My favorites are the traditional cabbage and the dikon radish.

Straight up from the jar.  

Or...........

On hot dogs, the cabbage kimchee cannot be beaten.

Or on cheese and crackers.

Or on a cracker with a bit of peanut butter.

Or on a melted cheese sandwich.

Or cook some Spam and add kimchee.  Really good with eggs for breakfast.

OK, I'll stop.  We really love kimchee.


----------



## buckytom (Nov 10, 2004)

ooh, i forgot radish.  btw, good ideas aunt dot, thanks...


----------



## jennyema (Nov 10, 2004)

buckytom said:
			
		

> deb, next time you are in the city, c'mon up and visit me at the broadcast center on west 57th. gonna have to go downtown to check out little korea





*Oh Oh ....  

you are right near Japas55, a notorious and hysterical kareoke bar!!!!* 

I have eaten kimchi there but don't remember much ... 

If you haven't been there, you must go at least once.  55th between Bwy and 8th

  :P


----------



## buckytom (Nov 10, 2004)

thanks jennyema, i will check it out. not much of a singer tho.


----------



## Claire (Nov 27, 2004)

Gee, you guys just reminded me that I made a batch of kimchee last week and it came out too salty, so bought some more cabbage, but it's all sitting in the fridge (got pre-empted by Thanksgiving) so need to mix it in.  In Hawaii, kimchee was a staple.  I've seen everything done with the basic cabbage kimchee, omlettes, soup, stews, etc.  I've also seen virtually everything make into kimchee -- even potatoes (talk about a twist on your American staple of potato salad).  But typically you go to a Korean restaurant or home, and are served a variety of kimchee, pickles and salads (I think all refered to as Kimchee) in small bowls-- I've been presented with a dozen.  The basic, well known one is the cabbage, but my favorite is cucumber.  I don't care for it once it has fermented, like it fresh, so I make my own rather than buy it (yes, even in Dubuque you can buy it at WalMart!).    I doubt a month goes by without me making either cabbage or cucumber kimchee.  I also doubt there is a human being in this town who would eat it.  Boo hoo.  Bring on the bulgogi, kal bi, and chop chae!!  Yum!


----------



## SierraCook (Nov 27, 2004)

Claire, 

Please share your recipes with us.  

Thanks, SC


----------



## Claire (Nov 27, 2004)

My recipes are mostly adapted from experience and a cookbook called The Korean Kitchen by Copeland Marks and Manjo Kim.

Bulgogi:  

1 1/2 lbs thinlysliced beef
4 tsp sugar
1/4 c soy sauce
3 barlic cloves, finely chopped
3 green onions, sliced
1/4 teaspoon hot pepper flakes
1 tsp sesame oil

mix beef and sugar, let rest for a few minutes.  I cannot emphasize this step more -- if you leave it too long, believe it or not the sugar will OVER tenderize the meat until it is mush.  I learned the hard way how strong sugar can be as a tenderizer.  After a few minutes (I mean five may be too many, go 2 or 3), add the rest of the marinade, mix well, and from there you can refridgerate for up to overnight.  

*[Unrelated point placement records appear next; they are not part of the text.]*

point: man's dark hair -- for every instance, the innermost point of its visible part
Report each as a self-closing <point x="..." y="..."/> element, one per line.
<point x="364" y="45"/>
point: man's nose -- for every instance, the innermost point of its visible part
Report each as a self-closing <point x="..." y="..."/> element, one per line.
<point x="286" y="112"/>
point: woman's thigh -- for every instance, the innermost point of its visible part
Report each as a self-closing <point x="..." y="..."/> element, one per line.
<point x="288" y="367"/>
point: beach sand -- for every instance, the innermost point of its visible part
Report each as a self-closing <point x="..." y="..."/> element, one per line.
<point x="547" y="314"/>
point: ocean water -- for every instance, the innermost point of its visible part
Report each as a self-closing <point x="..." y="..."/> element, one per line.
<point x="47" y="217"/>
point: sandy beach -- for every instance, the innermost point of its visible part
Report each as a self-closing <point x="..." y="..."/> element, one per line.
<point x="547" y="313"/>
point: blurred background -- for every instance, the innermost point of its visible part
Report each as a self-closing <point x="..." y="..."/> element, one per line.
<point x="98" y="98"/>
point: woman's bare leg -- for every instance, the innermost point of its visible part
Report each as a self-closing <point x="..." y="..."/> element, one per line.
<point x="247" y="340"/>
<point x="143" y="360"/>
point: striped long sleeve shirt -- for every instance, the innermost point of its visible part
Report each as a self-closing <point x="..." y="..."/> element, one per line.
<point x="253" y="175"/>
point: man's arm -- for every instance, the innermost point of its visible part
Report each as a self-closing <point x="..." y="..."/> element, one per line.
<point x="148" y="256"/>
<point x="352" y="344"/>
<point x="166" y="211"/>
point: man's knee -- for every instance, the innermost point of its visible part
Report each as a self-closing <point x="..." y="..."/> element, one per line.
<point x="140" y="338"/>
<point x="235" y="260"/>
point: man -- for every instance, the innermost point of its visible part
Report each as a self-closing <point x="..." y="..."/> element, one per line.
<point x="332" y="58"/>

These are very, very thin slices of meat.  You need a hot fire very close to your grill, and you put them over the fire and turn over, and eat. 

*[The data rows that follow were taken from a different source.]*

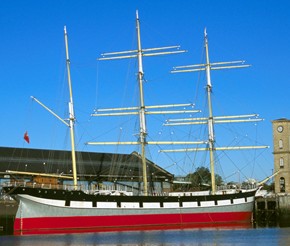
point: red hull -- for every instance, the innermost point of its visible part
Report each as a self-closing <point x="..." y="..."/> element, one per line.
<point x="52" y="225"/>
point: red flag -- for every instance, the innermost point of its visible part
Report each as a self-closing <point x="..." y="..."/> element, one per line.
<point x="26" y="137"/>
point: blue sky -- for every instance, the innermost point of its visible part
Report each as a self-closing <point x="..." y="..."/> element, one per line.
<point x="32" y="63"/>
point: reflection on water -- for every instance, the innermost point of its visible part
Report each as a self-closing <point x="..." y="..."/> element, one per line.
<point x="225" y="237"/>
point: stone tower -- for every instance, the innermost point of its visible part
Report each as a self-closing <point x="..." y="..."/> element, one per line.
<point x="281" y="145"/>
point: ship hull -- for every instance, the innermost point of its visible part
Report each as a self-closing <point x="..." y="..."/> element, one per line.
<point x="48" y="215"/>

Kal bi is essentially the same recipe, but it is beef ribs cut across the bones, very thin.  

Chop chae is basically 'mung bean noodles' (clear noodles that you can buy most places these days).  Cook according to instructions on the package, being very careful because they go from not done yet to overcooked goop in seconds.  Err on the side of under cooking, because you're going to stir fry them next.

coat the bottom of a large frying pan or wok with vegetable oil.  stir fry any of the following:
spinach
grated carrots
green onions 
other types of onions
any kinds of peppers
mushrooms

as with fried rice, almost any veggie will be good in this.  

Toss the noodles into the  oil and veggies, and pour on:

2T soy sauce
2 tsp sugar
1 tsp sesame oil
dry hot pepper flakes to taste
1/2 tsp toasted sesame seeds

toss until coated and serve

the chop chae will go very fast, so make sure you have your mis en place.  

I've noticed Korean food getting a lot of press in the gourmet magazines this year.  I've never understood why it isn't more popular, because it is essentially grilled meat.  Kimchee has a bad rep because it can be pretty smelly when you go for the fermented stuff.


----------



## SierraCook (Nov 27, 2004)

Many thanks, Claire, for the recipes.   8)


----------



## Bangbang (Nov 28, 2004)

My friends have an asian market and make their own kimchee. Yummy :!:


----------



## grehare (Feb 24, 2006)

Wow.. this is a great site.  I have found other Kimchee lovers!!! I have been trying to find a recipe book just on Kimchee.  I saw one in a discount book catalog but, have misplaced the catalog.  Does anyone know of the book I am talking about?

I use Kimchee with most any and everything.  Eggs, eggsalad, tuna salad and I love it with any pork dish.. it's a great change from saurkraut.  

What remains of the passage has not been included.